In some embodiments, the loss function comprises a denoising score-matching loss function applied to a Euclidean group with translation and rotation.

FIG. 5 illustrates a block diagram of an electronic device 500 in which one or more embodiments of the present disclosure can be implemented. It would be appreciated that the electronic device 500 shown in FIG. 5 is only an example and should not constitute any restriction on the function and scope of the embodiments described herein. The electronic device 500 may be used, for example, to implement the electronic device 120 of FIG. 1. The electronic device 500 may also be used to implement the apparatus 400 of FIG. 4.

As shown in FIG. 6, the electronic device 600 is in the form of a general computing device. The components of the electronic device 600 may include, but are not limited to, one or more processing units or processors 610, a memory 620, a storage device 630, one or more communication units 640, one or more input devices 650, and one or more output devices 660. The processor 610 may be an actual or virtual processor and can execute various processes according to the programs stored in the memory 620. In a multiprocessor system, multiple processors execute computer executable instructions in parallel to improve the parallel processing capability of the electronic device 600.

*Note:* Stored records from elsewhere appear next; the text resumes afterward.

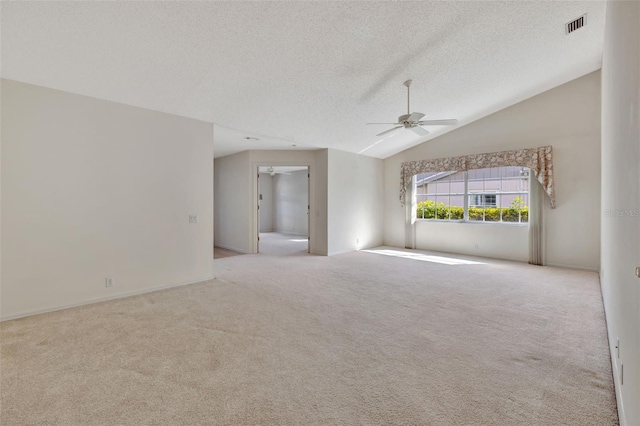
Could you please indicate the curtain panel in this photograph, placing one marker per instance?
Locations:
(539, 160)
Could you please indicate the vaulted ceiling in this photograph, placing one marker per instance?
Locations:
(309, 74)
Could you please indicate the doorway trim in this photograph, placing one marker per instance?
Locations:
(255, 202)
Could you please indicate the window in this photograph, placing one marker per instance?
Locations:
(482, 200)
(498, 194)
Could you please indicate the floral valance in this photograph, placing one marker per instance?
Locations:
(539, 160)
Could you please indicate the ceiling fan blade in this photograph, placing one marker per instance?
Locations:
(447, 122)
(419, 130)
(389, 131)
(415, 116)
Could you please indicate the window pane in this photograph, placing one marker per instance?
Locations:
(499, 194)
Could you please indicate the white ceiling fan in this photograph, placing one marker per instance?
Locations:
(413, 120)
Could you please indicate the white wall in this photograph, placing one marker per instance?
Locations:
(93, 189)
(233, 203)
(621, 199)
(290, 200)
(266, 203)
(566, 117)
(355, 200)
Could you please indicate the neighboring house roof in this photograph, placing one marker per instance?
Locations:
(437, 176)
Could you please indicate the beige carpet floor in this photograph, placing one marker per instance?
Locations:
(355, 339)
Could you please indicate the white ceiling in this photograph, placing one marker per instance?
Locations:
(309, 74)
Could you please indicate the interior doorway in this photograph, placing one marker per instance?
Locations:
(283, 210)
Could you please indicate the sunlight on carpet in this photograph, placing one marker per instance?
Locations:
(424, 257)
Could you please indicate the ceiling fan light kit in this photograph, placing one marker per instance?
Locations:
(413, 120)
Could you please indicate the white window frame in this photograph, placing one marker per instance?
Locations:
(467, 205)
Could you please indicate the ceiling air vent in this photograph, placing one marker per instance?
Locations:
(577, 23)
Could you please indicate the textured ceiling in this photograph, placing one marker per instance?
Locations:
(309, 74)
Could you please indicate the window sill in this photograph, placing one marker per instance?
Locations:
(473, 222)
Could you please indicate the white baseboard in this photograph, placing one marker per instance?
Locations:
(32, 312)
(579, 268)
(232, 248)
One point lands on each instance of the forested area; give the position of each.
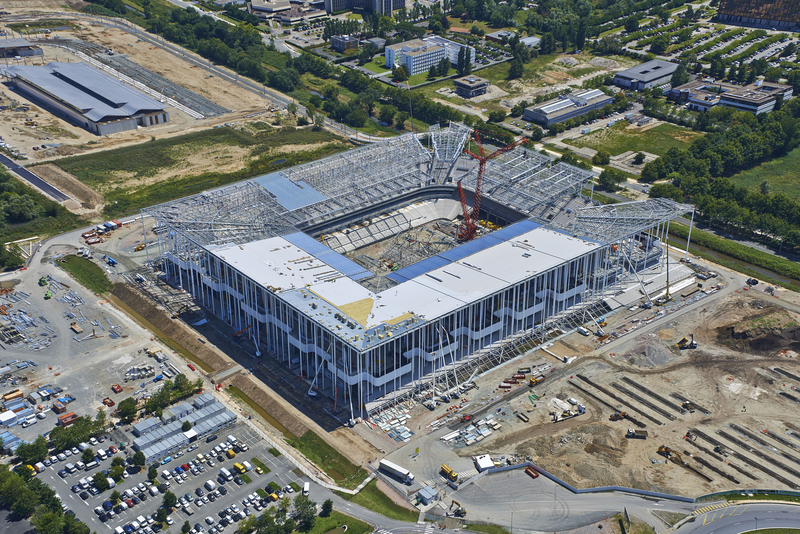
(26, 496)
(738, 140)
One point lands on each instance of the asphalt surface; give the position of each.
(32, 179)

The electronic device 600 typically includes a variety of computer storage medium. Such medium may be any available medium that is accessible to the electronic device 600, including but not limited to volatile and non-volatile medium, removable and non-removable medium. The memory 620 may be volatile memory (for example, a register, cache, a random access memory (RAM)), a non-volatile memory (for example, a read-only memory (ROM), an electrically erasable programmable read-only memory (EEPROM), a flash memory) or any combination thereof. The storage device 630 may be any removable or non-removable medium, and may include a machine-readable medium, such as a flash drive, a disk, or any other medium, which can be used to store information and/or data (such as training data for training) and can be accessed within the electronic device 500.

The electronic device 600 may further include additional removable/non-removable, volatile/non-volatile, transitory/non-transitory storage medium. Although not shown in FIG. 6, a disk driver for reading from or writing to a removable, non-volatile disk (such as a “floppy disk”), and an optical disk driver for reading from or writing to a removable, non-volatile optical disk can be provided. In these cases, each driver may be connected to the bus (not shown) by one or more data medium interfaces. The memory 620 may include a computer program product 625, which has one or more program modules configured to perform various methods or acts of various embodiments of the present disclosure.

The communication unit 640 communicates with a further computing device through the communication medium. In addition, functions of components in the electronic device 600 may be implemented by a single computing cluster or multiple computing machines, which can communicate through a communication connection. Therefore, the electronic device 600 may be operated in a networking environment using a logical connection with one or more other servers, a network personal computer (PC), or another network node.

The input device 650 may be one or more input devices, such as a mouse, a keyboard, a trackball, etc. The output device 660 may be one or more output devices, such as a display, a speaker, a printer, etc. The electronic device 600 may also communicate with one or more external devices (not shown) through the communication unit 640 as required. The external device, such as a storage device, a display device, etc., communicate with one or more devices that enable users to interact with the electronic device 600, or communicate with any device (for example, a network card, a modem, etc.) that makes the electronic device 600 communicate with one or more other computing devices. Such communication may be executed via an input/output (I/O) interface (not shown).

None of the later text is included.